Willis would outline her Government’s wellbeing objectives when releasing her Budget Policy Statement on Wednesday.

And while she may have different priority areas to her predecessor – and she may not call it a Wellbeing Budget – it’s likely her Government would continue in the long-held tradition of spending the most money in wellbeing-focused areas, including social welfare ($42.9 billion in 2023), health ($26.5b) and education ($4.9b).

“Spending money doesn’t lead to wellbeing. Spending money is just spending money.”

Arthur Grimes

Arthur Grimes, former chief economist at the Reserve Bank, and now a professor of wellbeing and public policy at Victoria University School of Government, said the rhetoric around the so-called Wellbeing Budget was over-hyped from the beginning.

He challenged Robertson’s claim that it was the first in the world, pointing to frameworks such as Bhutan’s Happiness Index, or the Welsh Wellbeing of Future Generations Act.

The Welsh legislation, passed in 2015, has seven legally binding wellbeing goals including social cohesion, resilience and health. The minister for each of the public bodies included in the Act have to set themselves targets, then report on those targets.

Despite the fanfare in New Zealand in 2019, Grimes said the Welsh model was a more concrete example of a wellbeing budget, given the clear targets and measurement.

“Spending money doesn’t lead to wellbeing. Spending money is just spending money,” he said.

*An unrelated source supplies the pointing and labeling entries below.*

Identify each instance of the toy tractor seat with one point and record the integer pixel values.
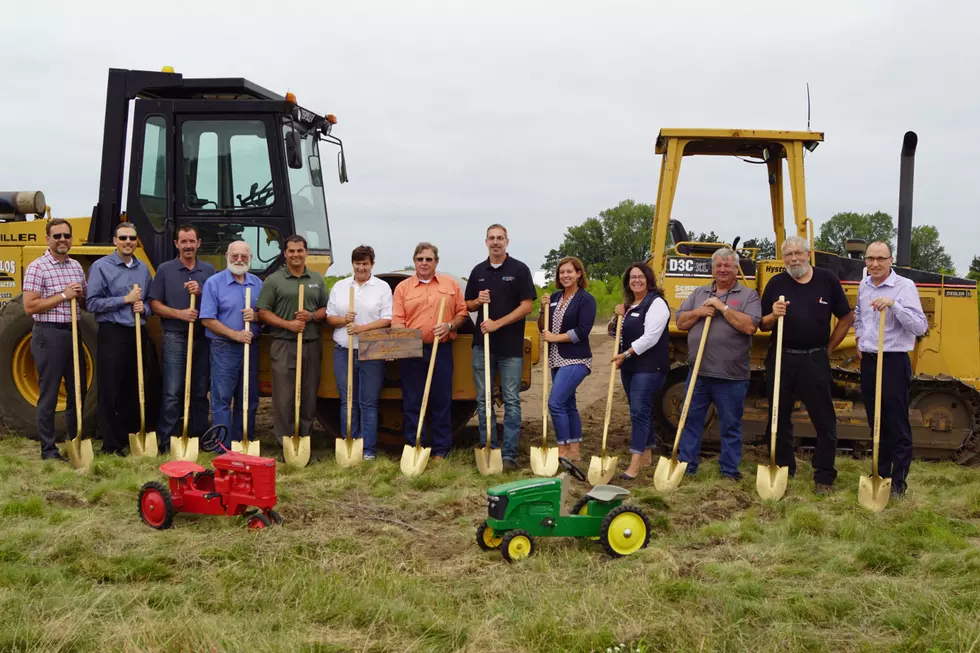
(180, 468)
(608, 493)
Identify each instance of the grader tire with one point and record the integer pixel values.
(18, 376)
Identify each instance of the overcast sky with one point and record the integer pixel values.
(534, 114)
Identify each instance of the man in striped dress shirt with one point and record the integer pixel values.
(50, 283)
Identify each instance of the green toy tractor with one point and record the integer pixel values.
(522, 510)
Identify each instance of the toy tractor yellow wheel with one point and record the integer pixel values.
(485, 538)
(624, 531)
(517, 545)
(582, 508)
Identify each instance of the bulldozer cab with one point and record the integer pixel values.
(236, 160)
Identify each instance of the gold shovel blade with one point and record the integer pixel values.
(601, 469)
(251, 449)
(185, 448)
(349, 452)
(80, 453)
(488, 462)
(143, 445)
(873, 492)
(771, 482)
(414, 460)
(296, 450)
(544, 461)
(668, 474)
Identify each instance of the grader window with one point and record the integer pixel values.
(226, 165)
(153, 175)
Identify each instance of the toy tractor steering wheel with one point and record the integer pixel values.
(212, 438)
(570, 467)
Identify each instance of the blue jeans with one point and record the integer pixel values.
(172, 405)
(641, 388)
(368, 378)
(227, 362)
(729, 400)
(561, 402)
(509, 369)
(438, 431)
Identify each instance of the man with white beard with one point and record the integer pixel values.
(812, 295)
(231, 326)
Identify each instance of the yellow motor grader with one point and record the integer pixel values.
(945, 403)
(238, 161)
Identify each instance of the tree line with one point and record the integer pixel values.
(610, 241)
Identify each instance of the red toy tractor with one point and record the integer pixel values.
(238, 485)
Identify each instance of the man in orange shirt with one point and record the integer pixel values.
(415, 304)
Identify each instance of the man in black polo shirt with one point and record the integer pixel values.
(812, 295)
(506, 285)
(170, 298)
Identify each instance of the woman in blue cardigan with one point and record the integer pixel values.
(571, 318)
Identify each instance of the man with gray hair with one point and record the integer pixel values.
(812, 296)
(723, 378)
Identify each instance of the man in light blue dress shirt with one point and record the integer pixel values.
(904, 322)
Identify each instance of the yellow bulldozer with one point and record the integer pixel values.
(238, 161)
(945, 403)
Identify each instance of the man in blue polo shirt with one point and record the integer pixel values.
(170, 298)
(117, 284)
(224, 315)
(506, 285)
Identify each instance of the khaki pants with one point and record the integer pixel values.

In fact, Grimes believed the previous National government – under the John Key-Bill English leadership – had something closer to a true wellbeing Budget, in the form of its Better Public Service targets.

Grimes also disagreed with the assertion that the country previously only cared about GDP, citing the massive Budget spends in social welfare, health and education.

In order to achieve a true wellbeing Budget, a Government needed to set justified priority areas, partnered with specific, evidence-backed targets.

This Government has repeatedly said it is “ruthlessly focussed on outcomes”, and has already begun to set key targets in areas like health, so it’s part-way there.

And despite Robertson’s regret at not moving further towards measuring the impacts of his Government’s investments, there were already frameworks in place to measure key indicators.

The Public Finance Act set out a framework that required each appropriation in the Budget to sit alongside an explanation of how performance against that appropriation would be assessed. 

Actual performance was reported in each department’s annual report.

Then those performance measures were collated by Treasury and laid out in its Living Standards Framework Dashboard.

While the official ‘Wellbeing Budget’ may be dead in the water, frameworks and priority areas that focus on wellbeing will live on. A wellbeing Budget, by any other name.